LONDON (Reuters) – British Prime Minister Boris Johnson said on Sunday the next few days would be key to his chances of securing a Brexit deal, and that an agreement with the European Union was still his aim and still possible.
FILE PHOTO: Britain’s Prime Minister Boris Johnson speaks during the Convention of the North at the Magna Centre in Rotherham, Britain September 13, 2019. Christopher Furlong/Pool via REUTERS
With less than seven weeks remaining until Britain is due to leave the European Union, Johnson has yet to strike a deal with Brussels to manage the unprecedented separation between the world’s fifth largest economy and its biggest trading partner.
Johnson has pledged to leave the EU with or without a deal on Oct. 31, even though British lawmakers have passed a law which would force him to request a delay beyond that date if he is unable to reach a deal with the EU.
The British prime minister travels to Luxembourg on Monday to meet outgoing European Commission President Jean-Claude Juncker, and has set his sights on winning a revised deal at an EU leaders’ summit on Oct. 17-18.
“If we can make enough progress in the next few days, I intend to go to that crucial summit on Oct. 17, and finalise an agreement that will protect the interests of business and citizens on both sides of the (English) Channel, and on both sides of the border in Ireland,” Johnson wrote in the Daily Telegraph newspaper.
“I believe passionately that we can do it, and I believe that such an agreement is in the interests not just of the UK but also of our European friends.”
Johnson and his ministers have in recent days talked up progress in negotiations with Brussels, but the EU side have consistently sounded less optimistic, putting the emphasis on Britain to come up with new ideas.

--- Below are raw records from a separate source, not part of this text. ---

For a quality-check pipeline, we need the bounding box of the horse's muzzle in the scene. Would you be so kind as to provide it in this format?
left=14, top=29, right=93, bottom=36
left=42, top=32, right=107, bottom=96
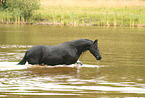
left=96, top=56, right=102, bottom=60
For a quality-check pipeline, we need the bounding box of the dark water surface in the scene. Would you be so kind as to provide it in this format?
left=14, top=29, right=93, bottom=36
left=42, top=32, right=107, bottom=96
left=0, top=25, right=145, bottom=98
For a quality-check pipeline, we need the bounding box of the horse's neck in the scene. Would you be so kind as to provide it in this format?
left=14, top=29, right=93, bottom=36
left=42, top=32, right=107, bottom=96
left=74, top=41, right=91, bottom=53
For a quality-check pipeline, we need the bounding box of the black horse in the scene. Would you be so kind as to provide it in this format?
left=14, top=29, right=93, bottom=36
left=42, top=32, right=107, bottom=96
left=18, top=39, right=102, bottom=66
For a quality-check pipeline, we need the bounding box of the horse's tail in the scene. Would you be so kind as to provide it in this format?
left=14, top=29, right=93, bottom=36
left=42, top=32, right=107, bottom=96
left=17, top=52, right=27, bottom=65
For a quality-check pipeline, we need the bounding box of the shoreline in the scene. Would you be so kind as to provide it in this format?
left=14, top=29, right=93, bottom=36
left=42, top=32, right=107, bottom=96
left=0, top=22, right=145, bottom=28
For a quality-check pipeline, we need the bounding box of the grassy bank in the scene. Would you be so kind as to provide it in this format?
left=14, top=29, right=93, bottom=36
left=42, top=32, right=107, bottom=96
left=0, top=0, right=145, bottom=27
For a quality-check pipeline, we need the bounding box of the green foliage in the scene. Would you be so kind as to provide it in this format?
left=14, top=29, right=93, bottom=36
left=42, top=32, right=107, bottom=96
left=3, top=0, right=40, bottom=20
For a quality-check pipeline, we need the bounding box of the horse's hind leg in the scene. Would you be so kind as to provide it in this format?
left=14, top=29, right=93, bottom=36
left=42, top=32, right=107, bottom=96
left=28, top=58, right=39, bottom=65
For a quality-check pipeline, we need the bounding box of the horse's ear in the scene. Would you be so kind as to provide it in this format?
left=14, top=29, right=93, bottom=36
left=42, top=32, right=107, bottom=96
left=93, top=39, right=98, bottom=44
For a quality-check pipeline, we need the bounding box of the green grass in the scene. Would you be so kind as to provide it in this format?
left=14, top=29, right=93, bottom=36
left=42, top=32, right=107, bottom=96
left=0, top=0, right=145, bottom=27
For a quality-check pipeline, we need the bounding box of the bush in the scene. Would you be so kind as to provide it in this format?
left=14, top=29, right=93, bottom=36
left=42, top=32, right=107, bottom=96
left=1, top=0, right=40, bottom=19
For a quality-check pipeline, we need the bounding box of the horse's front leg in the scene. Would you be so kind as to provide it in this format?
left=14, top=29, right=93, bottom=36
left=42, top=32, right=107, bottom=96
left=76, top=60, right=83, bottom=66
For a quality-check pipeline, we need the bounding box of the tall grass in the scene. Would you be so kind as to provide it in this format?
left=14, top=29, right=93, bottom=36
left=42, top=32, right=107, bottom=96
left=0, top=0, right=145, bottom=27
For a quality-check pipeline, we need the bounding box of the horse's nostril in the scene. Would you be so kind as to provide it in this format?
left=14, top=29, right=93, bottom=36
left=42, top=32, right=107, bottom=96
left=97, top=56, right=102, bottom=60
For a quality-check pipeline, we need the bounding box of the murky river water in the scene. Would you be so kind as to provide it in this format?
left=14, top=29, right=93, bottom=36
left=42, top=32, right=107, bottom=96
left=0, top=25, right=145, bottom=98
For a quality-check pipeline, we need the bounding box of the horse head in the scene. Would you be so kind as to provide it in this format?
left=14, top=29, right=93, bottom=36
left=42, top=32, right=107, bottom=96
left=89, top=39, right=102, bottom=60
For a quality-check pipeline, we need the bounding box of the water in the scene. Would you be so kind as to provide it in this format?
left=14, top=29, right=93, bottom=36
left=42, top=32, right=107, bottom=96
left=0, top=25, right=145, bottom=98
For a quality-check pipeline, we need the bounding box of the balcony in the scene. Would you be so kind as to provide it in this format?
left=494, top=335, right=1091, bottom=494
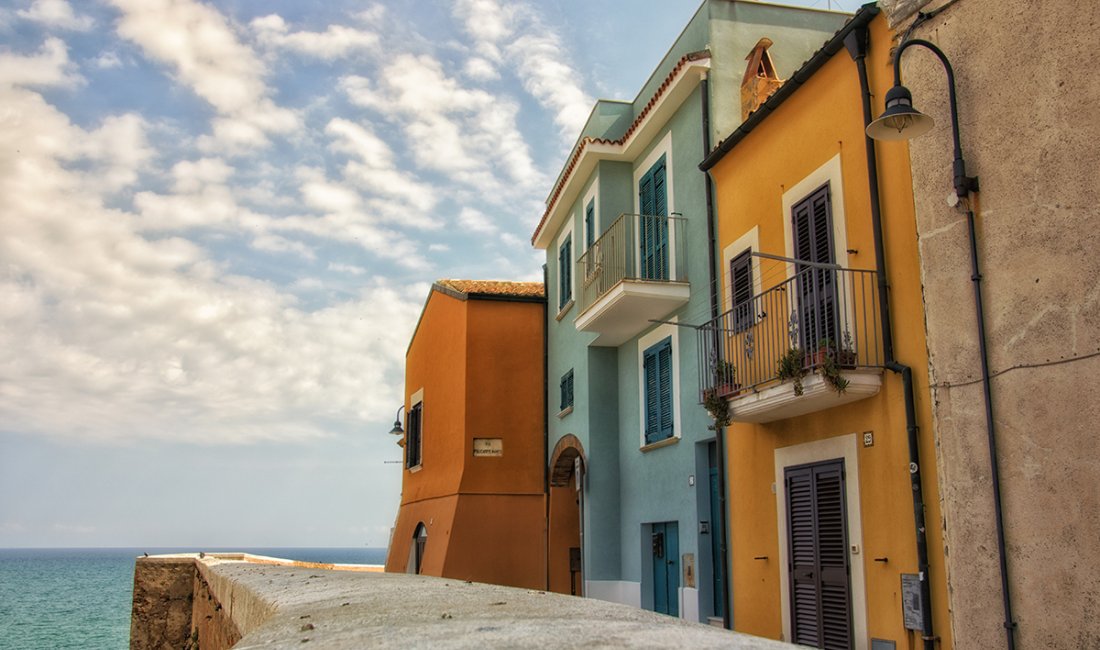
left=575, top=214, right=691, bottom=345
left=699, top=263, right=883, bottom=422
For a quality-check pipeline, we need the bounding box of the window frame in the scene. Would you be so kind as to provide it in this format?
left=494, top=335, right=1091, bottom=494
left=558, top=368, right=574, bottom=415
left=405, top=399, right=424, bottom=470
left=728, top=249, right=756, bottom=333
left=637, top=318, right=683, bottom=452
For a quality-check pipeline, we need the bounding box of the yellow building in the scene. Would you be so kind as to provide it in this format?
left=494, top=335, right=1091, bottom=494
left=700, top=5, right=952, bottom=649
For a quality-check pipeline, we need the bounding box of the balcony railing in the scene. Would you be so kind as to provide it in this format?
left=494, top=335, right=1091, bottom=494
left=699, top=264, right=883, bottom=399
left=576, top=214, right=688, bottom=313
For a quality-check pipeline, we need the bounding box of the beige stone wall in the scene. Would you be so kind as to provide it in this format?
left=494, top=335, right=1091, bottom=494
left=130, top=558, right=195, bottom=650
left=876, top=0, right=1100, bottom=649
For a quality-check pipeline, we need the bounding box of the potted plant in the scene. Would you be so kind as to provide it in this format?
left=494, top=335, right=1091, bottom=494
left=821, top=351, right=848, bottom=394
left=714, top=359, right=741, bottom=397
left=703, top=388, right=730, bottom=429
left=776, top=348, right=806, bottom=395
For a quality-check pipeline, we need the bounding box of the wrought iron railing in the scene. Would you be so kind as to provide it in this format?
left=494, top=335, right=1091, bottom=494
left=699, top=264, right=883, bottom=400
left=576, top=214, right=688, bottom=312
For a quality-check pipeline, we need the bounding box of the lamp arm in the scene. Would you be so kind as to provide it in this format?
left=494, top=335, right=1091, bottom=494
left=894, top=38, right=978, bottom=199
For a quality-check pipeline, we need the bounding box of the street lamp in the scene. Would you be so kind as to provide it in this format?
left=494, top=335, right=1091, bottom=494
left=867, top=38, right=978, bottom=199
left=867, top=38, right=1016, bottom=650
left=389, top=404, right=405, bottom=436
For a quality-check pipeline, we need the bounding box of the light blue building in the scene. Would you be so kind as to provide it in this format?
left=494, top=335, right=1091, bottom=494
left=531, top=0, right=847, bottom=625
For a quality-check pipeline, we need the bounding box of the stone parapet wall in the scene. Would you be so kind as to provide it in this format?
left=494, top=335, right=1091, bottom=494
left=131, top=555, right=793, bottom=650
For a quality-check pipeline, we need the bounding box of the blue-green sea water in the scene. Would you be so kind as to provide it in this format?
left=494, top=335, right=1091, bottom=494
left=0, top=548, right=386, bottom=650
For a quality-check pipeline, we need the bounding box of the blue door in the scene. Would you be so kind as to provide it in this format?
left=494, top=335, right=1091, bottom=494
left=650, top=521, right=680, bottom=616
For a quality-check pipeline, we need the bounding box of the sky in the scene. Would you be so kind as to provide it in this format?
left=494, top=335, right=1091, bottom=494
left=0, top=0, right=857, bottom=549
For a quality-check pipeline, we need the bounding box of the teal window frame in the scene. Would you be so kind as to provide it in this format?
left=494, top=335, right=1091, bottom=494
left=641, top=337, right=675, bottom=444
left=638, top=155, right=670, bottom=279
left=558, top=368, right=573, bottom=410
left=558, top=232, right=573, bottom=311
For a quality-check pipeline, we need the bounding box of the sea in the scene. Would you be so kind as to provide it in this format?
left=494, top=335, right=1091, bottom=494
left=0, top=548, right=386, bottom=650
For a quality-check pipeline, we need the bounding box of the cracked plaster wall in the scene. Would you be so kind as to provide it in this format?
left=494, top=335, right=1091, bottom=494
left=876, top=0, right=1100, bottom=649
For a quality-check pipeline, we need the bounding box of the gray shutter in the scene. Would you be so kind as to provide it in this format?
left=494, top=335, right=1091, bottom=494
left=785, top=460, right=853, bottom=650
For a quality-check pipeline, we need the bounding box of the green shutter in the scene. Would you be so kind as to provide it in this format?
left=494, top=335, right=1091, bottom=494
left=584, top=199, right=596, bottom=250
left=638, top=156, right=669, bottom=279
left=558, top=233, right=573, bottom=309
left=642, top=337, right=674, bottom=443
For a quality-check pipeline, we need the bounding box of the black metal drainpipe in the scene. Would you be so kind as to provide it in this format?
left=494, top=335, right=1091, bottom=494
left=701, top=77, right=734, bottom=630
left=542, top=264, right=550, bottom=592
left=844, top=25, right=936, bottom=650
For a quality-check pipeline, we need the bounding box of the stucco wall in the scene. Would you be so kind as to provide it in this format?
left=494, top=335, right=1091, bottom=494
left=712, top=11, right=952, bottom=648
left=876, top=0, right=1100, bottom=649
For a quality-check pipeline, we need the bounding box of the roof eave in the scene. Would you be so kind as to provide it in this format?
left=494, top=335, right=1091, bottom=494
left=531, top=54, right=711, bottom=250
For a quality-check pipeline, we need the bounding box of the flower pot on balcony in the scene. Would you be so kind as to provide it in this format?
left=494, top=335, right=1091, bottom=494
left=714, top=384, right=741, bottom=397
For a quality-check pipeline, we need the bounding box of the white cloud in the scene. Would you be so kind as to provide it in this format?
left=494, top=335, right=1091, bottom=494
left=325, top=118, right=437, bottom=218
left=459, top=207, right=496, bottom=233
left=0, top=87, right=421, bottom=443
left=0, top=37, right=84, bottom=88
left=462, top=56, right=501, bottom=81
left=251, top=14, right=378, bottom=60
left=91, top=52, right=122, bottom=70
left=454, top=0, right=592, bottom=142
left=15, top=0, right=96, bottom=32
left=341, top=54, right=546, bottom=196
left=111, top=0, right=300, bottom=153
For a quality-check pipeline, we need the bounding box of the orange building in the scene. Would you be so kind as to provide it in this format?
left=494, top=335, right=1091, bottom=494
left=700, top=4, right=953, bottom=650
left=386, top=279, right=547, bottom=588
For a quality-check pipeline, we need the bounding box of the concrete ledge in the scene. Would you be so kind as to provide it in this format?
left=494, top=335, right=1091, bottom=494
left=131, top=555, right=792, bottom=650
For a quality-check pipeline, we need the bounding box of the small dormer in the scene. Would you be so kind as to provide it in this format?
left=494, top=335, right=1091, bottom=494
left=741, top=37, right=783, bottom=121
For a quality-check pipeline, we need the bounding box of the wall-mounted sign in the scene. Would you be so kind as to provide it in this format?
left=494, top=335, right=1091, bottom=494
left=901, top=573, right=924, bottom=630
left=474, top=438, right=504, bottom=458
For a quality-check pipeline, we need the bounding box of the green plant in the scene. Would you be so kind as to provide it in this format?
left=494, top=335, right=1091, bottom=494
left=776, top=348, right=806, bottom=395
left=703, top=388, right=730, bottom=429
left=822, top=348, right=848, bottom=394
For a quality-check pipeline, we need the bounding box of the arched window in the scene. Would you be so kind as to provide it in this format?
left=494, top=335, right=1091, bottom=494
left=409, top=521, right=428, bottom=573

The future of the land border between EU member Ireland and British province Northern Ireland is the central issue of disagreement both between Johnson and the EU, and between Johnson and British members of parliament – who three times rejected a deal negotiated by his predecessor Theresa May.
Since coming to power in July off the back of May’s resignation, Johnson has adopted a tougher negotiating stance, vowing that Britain will leave without a deal if it has to and stepping up preparations to mitigate possible food, fuel and medicine shortages attached to that outcome.
“It is not and never has been the outcome that I want, but our preparations are by now very extensive,” Johnson wrote. “Yes, there may be difficulties ahead, but we will overcome them all.”
Nevertheless, he has yet to publicly announce new proposals on how to solve the Northern Irish border issue, and has had his options severely limited by parliament, which passed a law aimed at preventing a no-deal Brexit.
In his Telegraph article, Johnson criticised parliament for hampering his negotiations by approving the law.
“Its effect is completely contrary to the UK’s interests – because it has at least given the impression to our partners that the UK is no longer either fully able or determined to leave on Oct 31,” he said.
“In so far as that impression has been given, it is wrong.”